The math favors snow. Snow-to-liquid ratios in the range of 15:1 or higher mean that modest moisture will be spun into generous accumulations, not in conversational flurries the area normally might see in January, but in inches that bend branches and redraw landscapes. For Anderson and the adjoining foothills, more than two inches appears not just possible but likely, while heavier, localized bands may carve narrow corridors of deeper accumulation, in the sort of arbitrary favoritism that winter storms are known to show. Before the snow fully asserts itself, a prelude of rain or a rain-snow mix may briefly glaze roads and sidewalks, laying down a thin, treacherous underlayer that no one will see until they feel it underfoot or under tire.
On Saturday in Anderson temperatures are expected to remain below freezing throughout the day, while a persistent wind—with gusts greater than 20 mph—will rearrange the light, powdery snow into new drifts and momentary white curtains, reducing visibility and turning ordinary drives into small negotiations with risk. By nightfall, the cold sharpens further: lows sink into the teens, and a wind that strips away any illusion of comfort, pushing wind chills toward the single digits to near zero.

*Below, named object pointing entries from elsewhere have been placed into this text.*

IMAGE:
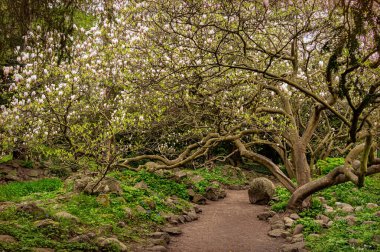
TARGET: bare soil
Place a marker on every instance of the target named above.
(227, 225)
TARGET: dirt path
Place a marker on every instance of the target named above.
(228, 225)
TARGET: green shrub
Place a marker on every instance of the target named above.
(15, 190)
(327, 165)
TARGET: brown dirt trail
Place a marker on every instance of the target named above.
(228, 225)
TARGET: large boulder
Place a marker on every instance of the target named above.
(261, 191)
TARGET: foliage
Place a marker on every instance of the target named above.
(14, 191)
(328, 164)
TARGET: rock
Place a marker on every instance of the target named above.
(7, 239)
(46, 223)
(359, 208)
(128, 213)
(43, 250)
(278, 225)
(265, 215)
(372, 205)
(278, 233)
(157, 248)
(172, 230)
(261, 191)
(322, 200)
(161, 235)
(197, 209)
(376, 238)
(179, 175)
(328, 209)
(347, 208)
(294, 216)
(298, 229)
(91, 185)
(103, 200)
(288, 222)
(107, 243)
(323, 218)
(274, 218)
(297, 238)
(314, 235)
(353, 242)
(141, 185)
(66, 216)
(187, 218)
(329, 224)
(140, 210)
(84, 238)
(192, 215)
(32, 209)
(369, 222)
(351, 219)
(198, 199)
(196, 179)
(293, 247)
(212, 194)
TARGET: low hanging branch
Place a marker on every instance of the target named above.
(201, 148)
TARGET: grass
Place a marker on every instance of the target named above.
(44, 188)
(337, 237)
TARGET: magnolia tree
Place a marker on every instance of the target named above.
(170, 81)
(273, 73)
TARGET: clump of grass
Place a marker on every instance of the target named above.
(14, 191)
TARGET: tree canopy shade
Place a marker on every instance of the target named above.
(170, 81)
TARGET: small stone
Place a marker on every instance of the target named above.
(161, 235)
(43, 250)
(66, 216)
(278, 225)
(278, 233)
(197, 209)
(372, 205)
(261, 191)
(297, 238)
(359, 208)
(314, 235)
(288, 222)
(293, 247)
(107, 242)
(369, 222)
(351, 220)
(376, 238)
(353, 242)
(45, 223)
(187, 218)
(265, 215)
(159, 248)
(128, 213)
(140, 210)
(298, 229)
(294, 216)
(7, 239)
(141, 185)
(103, 200)
(329, 224)
(199, 199)
(193, 216)
(172, 230)
(329, 209)
(324, 218)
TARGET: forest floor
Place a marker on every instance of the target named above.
(230, 224)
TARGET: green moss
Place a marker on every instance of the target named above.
(16, 190)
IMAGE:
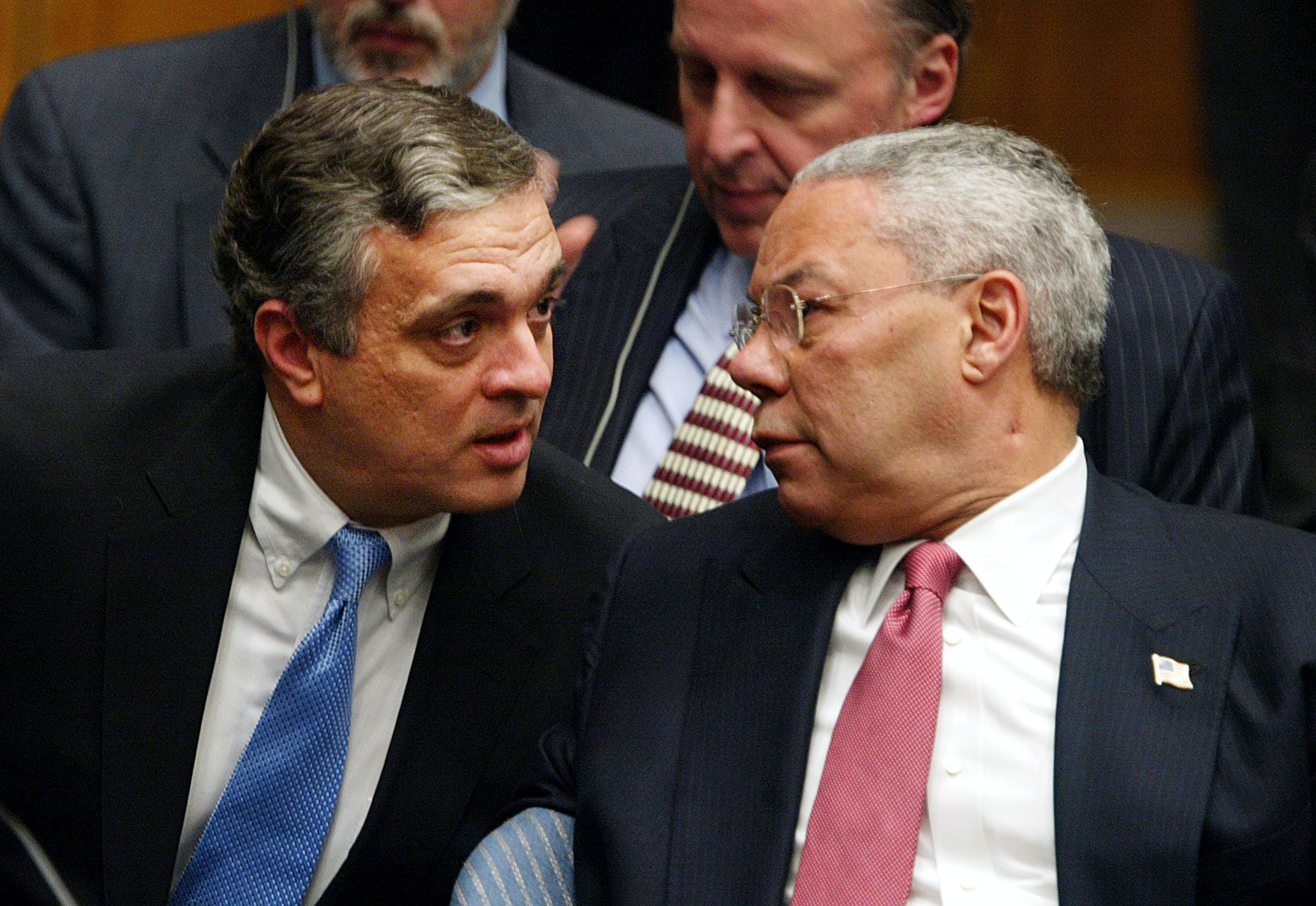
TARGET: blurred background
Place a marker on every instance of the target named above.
(1187, 122)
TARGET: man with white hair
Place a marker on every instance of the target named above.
(947, 662)
(112, 164)
(765, 87)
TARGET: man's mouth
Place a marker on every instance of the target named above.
(390, 37)
(506, 448)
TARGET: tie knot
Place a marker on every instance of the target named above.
(357, 554)
(933, 567)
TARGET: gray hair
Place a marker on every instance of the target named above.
(970, 199)
(333, 166)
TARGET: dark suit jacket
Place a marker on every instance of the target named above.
(124, 492)
(1174, 415)
(114, 164)
(687, 758)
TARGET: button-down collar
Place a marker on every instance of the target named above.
(1012, 547)
(294, 519)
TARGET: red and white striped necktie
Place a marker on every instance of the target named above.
(711, 455)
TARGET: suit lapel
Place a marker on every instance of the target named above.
(1134, 760)
(606, 295)
(764, 634)
(166, 589)
(470, 663)
(694, 244)
(256, 82)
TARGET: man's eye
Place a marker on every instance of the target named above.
(699, 77)
(544, 308)
(460, 332)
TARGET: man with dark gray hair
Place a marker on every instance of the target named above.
(112, 164)
(286, 629)
(947, 662)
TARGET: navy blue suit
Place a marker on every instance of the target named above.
(1174, 415)
(687, 755)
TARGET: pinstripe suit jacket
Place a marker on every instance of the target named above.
(1174, 415)
(687, 756)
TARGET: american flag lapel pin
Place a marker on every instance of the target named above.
(1169, 672)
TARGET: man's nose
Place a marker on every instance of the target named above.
(760, 366)
(731, 120)
(523, 366)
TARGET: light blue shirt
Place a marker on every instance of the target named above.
(699, 339)
(489, 93)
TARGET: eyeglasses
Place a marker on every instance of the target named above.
(783, 310)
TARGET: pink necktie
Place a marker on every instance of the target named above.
(864, 830)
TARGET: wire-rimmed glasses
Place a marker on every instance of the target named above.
(783, 310)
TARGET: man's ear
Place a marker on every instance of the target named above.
(933, 73)
(998, 324)
(287, 352)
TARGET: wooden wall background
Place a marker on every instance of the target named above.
(1111, 85)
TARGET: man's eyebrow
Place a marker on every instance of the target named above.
(556, 278)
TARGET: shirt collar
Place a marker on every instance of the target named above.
(489, 93)
(293, 521)
(1014, 547)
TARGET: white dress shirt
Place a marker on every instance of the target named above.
(279, 592)
(698, 340)
(989, 830)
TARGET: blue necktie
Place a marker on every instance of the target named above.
(264, 839)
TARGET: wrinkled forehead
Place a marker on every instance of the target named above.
(823, 229)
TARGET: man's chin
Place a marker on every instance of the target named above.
(741, 237)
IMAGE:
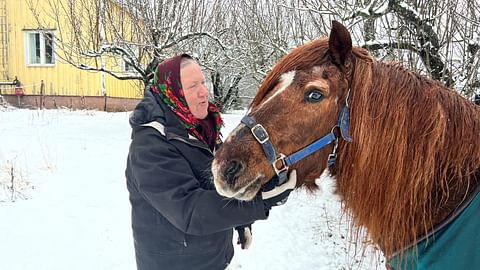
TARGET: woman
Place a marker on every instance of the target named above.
(178, 219)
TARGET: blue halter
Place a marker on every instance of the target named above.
(280, 162)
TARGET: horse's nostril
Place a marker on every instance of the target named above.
(233, 171)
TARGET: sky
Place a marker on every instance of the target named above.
(69, 208)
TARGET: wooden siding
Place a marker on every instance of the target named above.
(60, 78)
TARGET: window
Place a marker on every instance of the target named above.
(39, 48)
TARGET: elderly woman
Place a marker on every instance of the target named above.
(179, 221)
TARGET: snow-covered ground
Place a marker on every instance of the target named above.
(69, 209)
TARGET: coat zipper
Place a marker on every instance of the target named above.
(178, 138)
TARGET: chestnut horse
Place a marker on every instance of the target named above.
(403, 149)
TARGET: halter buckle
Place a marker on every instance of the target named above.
(260, 133)
(283, 164)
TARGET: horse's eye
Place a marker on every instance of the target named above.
(313, 96)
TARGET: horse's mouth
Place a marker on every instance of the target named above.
(245, 193)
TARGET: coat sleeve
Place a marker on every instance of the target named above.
(164, 178)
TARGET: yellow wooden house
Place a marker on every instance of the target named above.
(31, 58)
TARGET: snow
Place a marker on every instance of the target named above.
(70, 207)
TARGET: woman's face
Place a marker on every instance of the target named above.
(195, 89)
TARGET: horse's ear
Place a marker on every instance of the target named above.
(340, 43)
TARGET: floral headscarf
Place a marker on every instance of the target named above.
(168, 87)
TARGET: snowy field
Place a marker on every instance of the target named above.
(64, 202)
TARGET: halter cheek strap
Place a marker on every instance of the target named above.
(280, 162)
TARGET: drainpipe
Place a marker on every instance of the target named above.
(101, 34)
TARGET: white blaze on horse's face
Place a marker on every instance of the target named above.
(285, 81)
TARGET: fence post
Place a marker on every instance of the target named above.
(42, 93)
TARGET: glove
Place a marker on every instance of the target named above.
(244, 236)
(273, 194)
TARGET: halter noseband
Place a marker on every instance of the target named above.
(281, 162)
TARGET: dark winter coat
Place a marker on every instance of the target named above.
(178, 219)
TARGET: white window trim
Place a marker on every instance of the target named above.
(42, 48)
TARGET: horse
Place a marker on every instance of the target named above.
(403, 149)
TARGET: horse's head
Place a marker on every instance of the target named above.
(299, 102)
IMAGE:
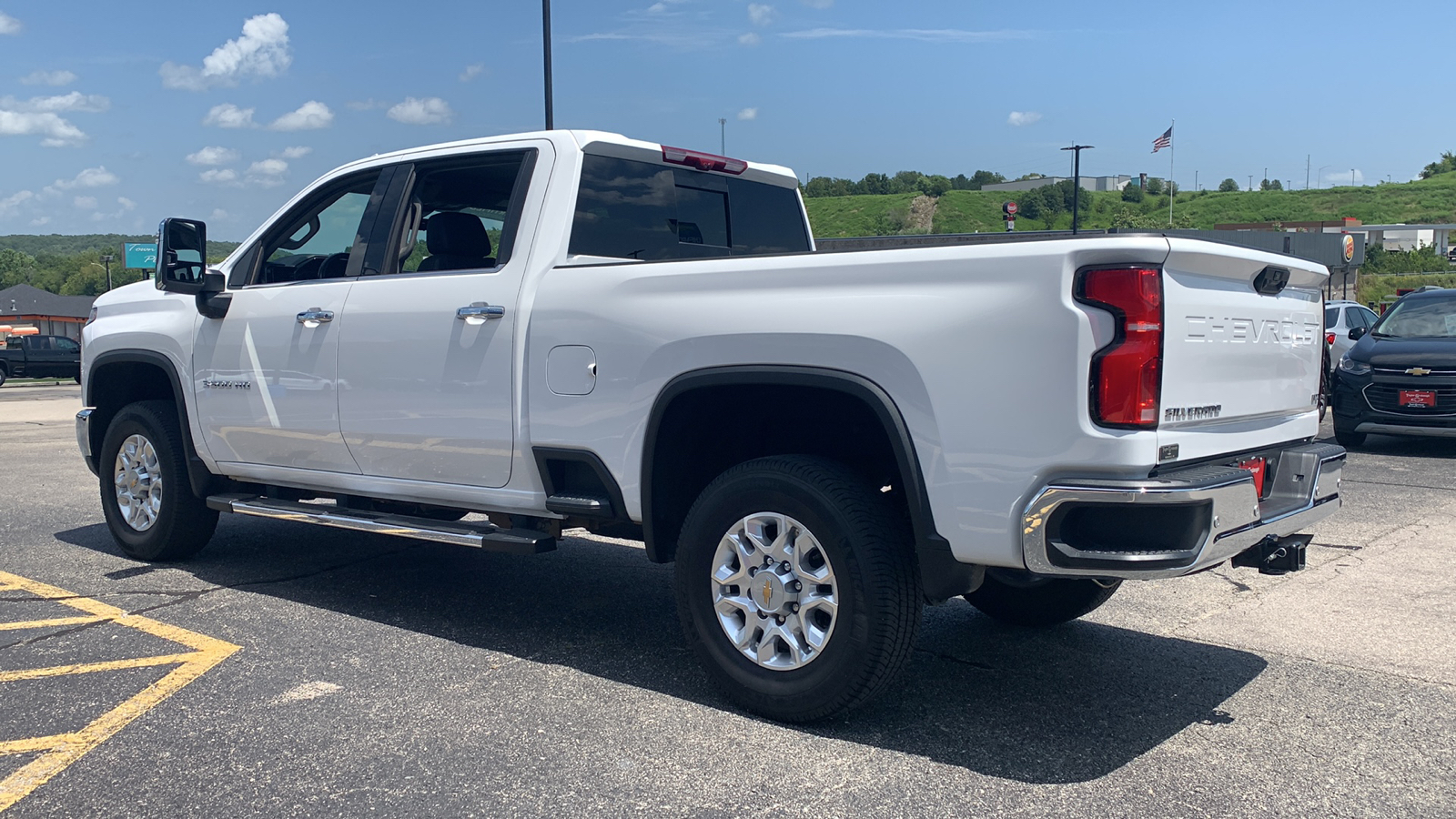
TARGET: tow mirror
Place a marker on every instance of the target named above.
(181, 256)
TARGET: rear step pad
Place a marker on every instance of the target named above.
(478, 535)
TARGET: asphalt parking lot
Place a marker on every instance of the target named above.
(354, 675)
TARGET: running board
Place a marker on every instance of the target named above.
(478, 535)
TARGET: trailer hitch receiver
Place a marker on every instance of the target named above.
(1276, 555)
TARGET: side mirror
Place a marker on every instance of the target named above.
(181, 256)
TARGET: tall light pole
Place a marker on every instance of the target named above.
(551, 118)
(1077, 179)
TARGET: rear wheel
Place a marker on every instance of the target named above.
(145, 493)
(797, 588)
(1018, 599)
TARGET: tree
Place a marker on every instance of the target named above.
(1446, 165)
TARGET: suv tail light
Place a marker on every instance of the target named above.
(1126, 379)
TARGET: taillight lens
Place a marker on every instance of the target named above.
(1127, 373)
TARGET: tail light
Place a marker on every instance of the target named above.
(1126, 379)
(703, 160)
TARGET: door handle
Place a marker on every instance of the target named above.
(480, 312)
(313, 317)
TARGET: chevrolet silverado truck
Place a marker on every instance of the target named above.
(492, 341)
(40, 358)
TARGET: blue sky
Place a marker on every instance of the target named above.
(114, 116)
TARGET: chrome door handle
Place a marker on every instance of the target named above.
(313, 317)
(480, 312)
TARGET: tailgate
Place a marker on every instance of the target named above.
(1241, 368)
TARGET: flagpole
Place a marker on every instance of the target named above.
(1171, 155)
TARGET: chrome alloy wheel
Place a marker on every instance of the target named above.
(775, 592)
(138, 482)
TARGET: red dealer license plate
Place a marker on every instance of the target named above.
(1419, 398)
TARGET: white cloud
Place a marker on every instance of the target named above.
(75, 101)
(262, 51)
(229, 116)
(761, 14)
(14, 200)
(429, 111)
(925, 35)
(48, 79)
(267, 172)
(89, 178)
(309, 116)
(215, 155)
(56, 130)
(218, 177)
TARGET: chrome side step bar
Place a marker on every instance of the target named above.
(460, 533)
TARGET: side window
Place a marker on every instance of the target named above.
(641, 210)
(460, 213)
(317, 239)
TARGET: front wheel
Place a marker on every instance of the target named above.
(145, 493)
(797, 588)
(1038, 602)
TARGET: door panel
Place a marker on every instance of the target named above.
(430, 389)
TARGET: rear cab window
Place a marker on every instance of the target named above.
(638, 207)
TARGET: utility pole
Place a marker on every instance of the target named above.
(551, 118)
(1077, 181)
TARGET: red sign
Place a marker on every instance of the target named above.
(1419, 398)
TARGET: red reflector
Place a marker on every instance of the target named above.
(1127, 375)
(1259, 468)
(703, 160)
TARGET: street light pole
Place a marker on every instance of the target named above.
(1077, 179)
(551, 118)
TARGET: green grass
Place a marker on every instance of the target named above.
(970, 212)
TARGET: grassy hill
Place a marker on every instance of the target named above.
(968, 212)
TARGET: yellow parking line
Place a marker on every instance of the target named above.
(58, 751)
(50, 622)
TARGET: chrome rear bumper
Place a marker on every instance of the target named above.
(1179, 522)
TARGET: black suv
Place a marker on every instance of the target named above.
(1400, 378)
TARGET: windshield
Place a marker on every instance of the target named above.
(1423, 318)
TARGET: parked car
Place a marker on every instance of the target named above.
(40, 358)
(641, 339)
(1400, 376)
(1340, 319)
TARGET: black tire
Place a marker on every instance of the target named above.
(182, 523)
(877, 586)
(1347, 438)
(1038, 602)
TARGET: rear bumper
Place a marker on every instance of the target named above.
(1178, 522)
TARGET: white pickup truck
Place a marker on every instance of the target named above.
(491, 341)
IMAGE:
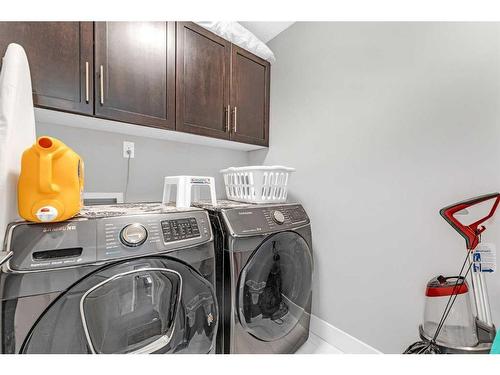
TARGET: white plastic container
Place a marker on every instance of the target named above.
(257, 184)
(459, 329)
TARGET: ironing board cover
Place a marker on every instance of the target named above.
(495, 348)
(17, 128)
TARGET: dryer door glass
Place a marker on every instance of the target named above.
(149, 305)
(274, 288)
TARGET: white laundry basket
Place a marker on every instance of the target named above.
(257, 184)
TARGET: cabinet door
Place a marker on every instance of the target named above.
(60, 60)
(249, 97)
(203, 74)
(135, 72)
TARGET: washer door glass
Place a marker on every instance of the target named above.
(275, 286)
(132, 312)
(150, 305)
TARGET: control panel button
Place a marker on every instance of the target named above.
(278, 217)
(133, 235)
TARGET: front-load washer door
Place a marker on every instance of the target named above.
(275, 286)
(150, 305)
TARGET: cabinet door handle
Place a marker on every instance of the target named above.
(228, 117)
(235, 119)
(102, 83)
(86, 81)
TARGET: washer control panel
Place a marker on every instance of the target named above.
(149, 234)
(87, 241)
(255, 220)
(133, 235)
(180, 229)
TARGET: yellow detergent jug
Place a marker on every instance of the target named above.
(51, 182)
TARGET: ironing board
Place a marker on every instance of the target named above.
(17, 128)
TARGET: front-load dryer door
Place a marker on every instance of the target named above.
(274, 287)
(151, 305)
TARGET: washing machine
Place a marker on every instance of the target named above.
(130, 278)
(264, 267)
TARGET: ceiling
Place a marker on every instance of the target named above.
(266, 31)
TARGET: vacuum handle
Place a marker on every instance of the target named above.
(472, 231)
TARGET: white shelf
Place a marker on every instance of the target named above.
(47, 116)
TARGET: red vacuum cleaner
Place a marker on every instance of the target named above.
(453, 321)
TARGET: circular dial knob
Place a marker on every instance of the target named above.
(278, 217)
(133, 235)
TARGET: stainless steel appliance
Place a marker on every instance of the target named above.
(129, 278)
(264, 273)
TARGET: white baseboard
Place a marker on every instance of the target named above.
(339, 339)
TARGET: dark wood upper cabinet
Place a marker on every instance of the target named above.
(203, 77)
(135, 72)
(249, 97)
(60, 56)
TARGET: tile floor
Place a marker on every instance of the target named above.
(316, 345)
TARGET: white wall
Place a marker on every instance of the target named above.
(106, 169)
(386, 123)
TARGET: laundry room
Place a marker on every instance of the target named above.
(314, 184)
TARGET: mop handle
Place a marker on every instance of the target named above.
(472, 231)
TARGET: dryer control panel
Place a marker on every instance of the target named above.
(254, 220)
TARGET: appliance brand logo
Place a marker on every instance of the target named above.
(61, 228)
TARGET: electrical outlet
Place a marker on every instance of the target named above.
(128, 147)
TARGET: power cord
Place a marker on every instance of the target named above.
(129, 153)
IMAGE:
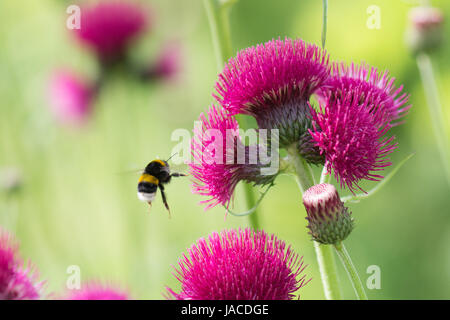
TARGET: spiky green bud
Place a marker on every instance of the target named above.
(329, 221)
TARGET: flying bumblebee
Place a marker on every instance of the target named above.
(156, 174)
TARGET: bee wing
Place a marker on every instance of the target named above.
(179, 168)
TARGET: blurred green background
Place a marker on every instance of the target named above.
(77, 208)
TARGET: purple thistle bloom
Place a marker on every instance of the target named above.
(215, 168)
(70, 98)
(16, 281)
(273, 82)
(269, 75)
(109, 27)
(368, 86)
(97, 291)
(351, 135)
(239, 265)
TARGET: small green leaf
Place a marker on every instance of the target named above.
(356, 198)
(250, 211)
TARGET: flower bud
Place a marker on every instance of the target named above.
(425, 32)
(329, 221)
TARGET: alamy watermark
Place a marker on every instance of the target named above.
(262, 147)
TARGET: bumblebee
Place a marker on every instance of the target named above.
(156, 174)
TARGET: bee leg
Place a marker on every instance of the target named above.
(176, 174)
(150, 206)
(164, 198)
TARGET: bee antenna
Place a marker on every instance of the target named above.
(172, 156)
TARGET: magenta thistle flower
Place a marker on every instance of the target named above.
(273, 83)
(70, 97)
(109, 27)
(216, 147)
(16, 281)
(239, 265)
(97, 291)
(351, 136)
(367, 85)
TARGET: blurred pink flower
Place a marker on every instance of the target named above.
(97, 291)
(17, 282)
(109, 26)
(239, 265)
(70, 97)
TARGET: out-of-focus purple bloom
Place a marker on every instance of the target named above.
(17, 282)
(239, 265)
(70, 97)
(109, 27)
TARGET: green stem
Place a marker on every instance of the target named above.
(250, 197)
(351, 271)
(435, 108)
(324, 253)
(218, 16)
(324, 22)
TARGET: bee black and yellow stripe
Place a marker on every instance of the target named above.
(147, 187)
(145, 177)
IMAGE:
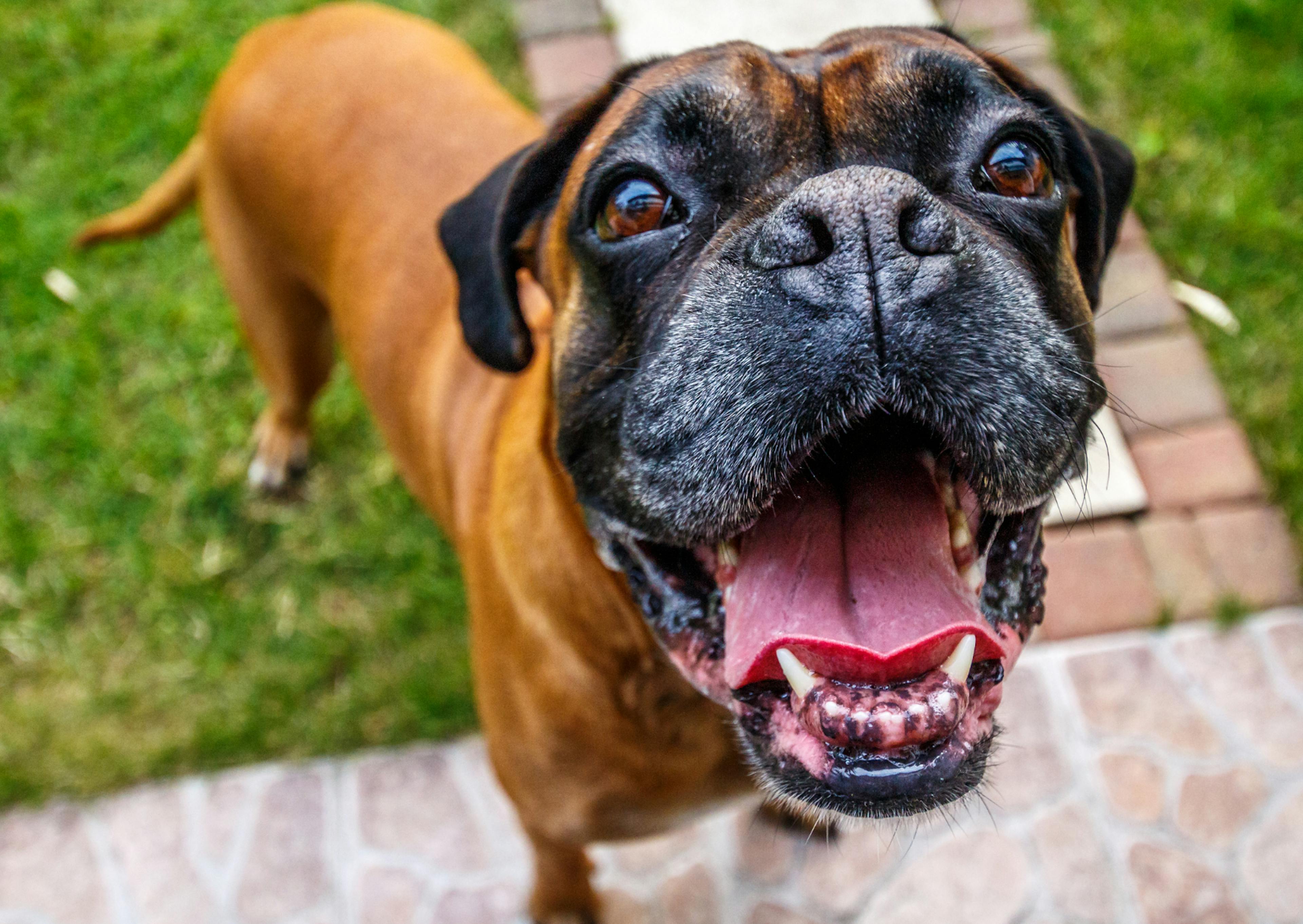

It is in the aftermath, roads that are merely hazardous during the storm harden into rutted, slick, frozen surfaces overnight; what melts in the thin warmth of Sunday (forecast high of 37) afternoon refreezes with a kind of grim efficiency by dawn. For Anderson, the cold will linger beyond the drama of the storm itself, with lows in the teens or below at least through Tuesday, when sunny daytime highs are expected to reach the upper 40s.